Possible cause: disintegrating belt; tire separation.
- Scraping – high-pitched cricket-like noise. As the car gains speed the sound often speeds up.
Possible cause: loose hardware on brake system; warning tab on some disc brakes.
- Screech – a drawn out squeal.
Possible cause: noise associated with tires skidding on the pavement while brakes are locked.
- Squeak – High-pitched noise, that sounds similar to continuing to rub a clean window.
Possible cause: metal is rubbing against metal or rubber is being forced over the top of a metal pulley.
- Squeal – piercing high-pitched noise that is long lasting. Similar to the sound of a car in the movies taking tight corners.
Possible cause: brake pad wear indicators or defective fan belt. The brake discs and semi-metallic linings are not compatible due to an error in assembly, inferior rotor finishing or washing, or an annoying friction formula. Belts could be contaminated, loose, or worn.
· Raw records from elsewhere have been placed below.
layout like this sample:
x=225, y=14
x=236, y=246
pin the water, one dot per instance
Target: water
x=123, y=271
- Tap – similar to the noise made by hitting a tabletop with the flat side of a ruler; a heavy click. Also sounds like beating a screwdriver blade against an intake manifold.
Possible cause: related to the valve train; either hydraulic valve lifters are stuck or valves are out of adjustment.
- Whine – extremely high-pitched constant noise similar to the sound of a vacuum cleaner or a jet engine, except not necessarily as loud.
Possible cause: worn ball and/or roller bearings inside alternator, water or power steering pumps, AC compressor, or most likely the idler arm; mismatched gears in transmission, lube too light in a manual gearbox.
- Whirl – High-pitched, buzzing noise, like an electric drill or motor
Possible cause: ranging from cheap tires to engine fan clutch engaging, to stereo being improperly grounded to transmission problems.
- Whistle – piercing, high-pitched noise.
Possible cause: typically wind noise if it occurs at highway speeds; leak in car body gaskets; improperly adjusted latches and latch pins.
As you can see from the above list, there is an array of noises, starting at one end of a vehicle and running to the other end. Understandably, any one of these noises can be confounding and potentially damaging. Some noises are temporary while others come and go during different times of operation.
Noises that are sporadic can be the most difficult to diagnose. Also, some noises begin gradually and then become progressively worse. These types of noises will naturally tip you off to some potentially serious problems. Hopefully, using this list to identify any strange car noises will help prevent costly car repairs.